Em ordem a tornar mais conhecida a vida e costumes dos que estiveram sujeitos à escravatura dentro do nosso concelho, bem como o comportamento dos patrões tido para com eles - são hoje apresentados aqui dois «captivos» que viveram em S. João de Luzim, na primeira metade do séc. XVIII. Nesse meio século, está registada a presença de outros mais nessa freguesia - de muitos será desconhecida ainda a existência - mas importa agora que só apareçam os dois: um preto e um mulato.

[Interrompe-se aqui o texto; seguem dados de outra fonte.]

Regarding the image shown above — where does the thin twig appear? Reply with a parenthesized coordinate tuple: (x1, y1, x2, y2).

O escravo de cor negra fora trazido para Luzim por um tal Jorge Monteiro, filho de modestos lavradores, residentes no lugar da Fonte, quando regressara de uma estadia no Brasil - sabemos como nesse tempo o Brasil era o maior campo de atracção para os emigrantes da metrópole. Apesar de ser adulto, não viera baptizado daquelas paragens de além-mar «por não saber a doutrina cristã». Foi em Luzim que recebeu o Baptismo depois de a haver aprendido. O Sacramento fora-lhe administrado em 2-2-1718, com certa solenidade, pelo Abade da freguesia - por nome Constantino Lobo de Araújo e Cerveyra. (Este pároco foi sucessor do Ab.e Bernardo Borges Mancilha - falecido a 11-4-1716 e sepultado na capela-mor da sua igreja; o Abade Araújo e Cerveira paroquiou a freguesia até 1739, ano em que ocorreu a sua morte, sendo também sepulto na igreja de Luzim). Ao neófito foi dado o nome de João, porventura em homenagem ao Padroeiro da freguesia. Manuel Gomes, do l. do Fundo, e Domingas, solteira, do l. do Bairral, foram os padrinhos; serviram de testemunhas o P.e
Arcanjo Ribeiro Giraldes - cura de Luzim e morador no l. de Lomar - e outras pessoas mais. Nada posso acrescentar, além do que fica dito, acerca do destino do escravo João. Sei que não morreu em casa do seu dono Jorge Monteiro, ou algures na freguesia - acaso por ter sido vendido para fora de Luzim.
Chegados quase ao extremo do espaço que nos é reservado, e o mulato sem aparecer! Já agora só poderei informar que esse escravo se chamava António de Sousa e que morreu em Luzim a 19-9-1730, com todos os Sacramentos, encontrando-se ao serviço do P.e José Pinto da Mota, senhor da quinta de Sequeiros, na mesma freguesia. Um «captivo» em casa de um padre?! É verdade, que tal consentia a mentalidade das gentes e a legislação do Estado naquele tempo - aos eclesiásticos e até aos conventos! Era então a coisa mais natural deste mundo... Mais direi, por fim, que na casa do P.e Pinto da Mota, além de uns sobrinhos, viviam duas escravas, uma das quais amargurou os últimos anos da sua velhice porque não tinha nenhum «temor de Deos».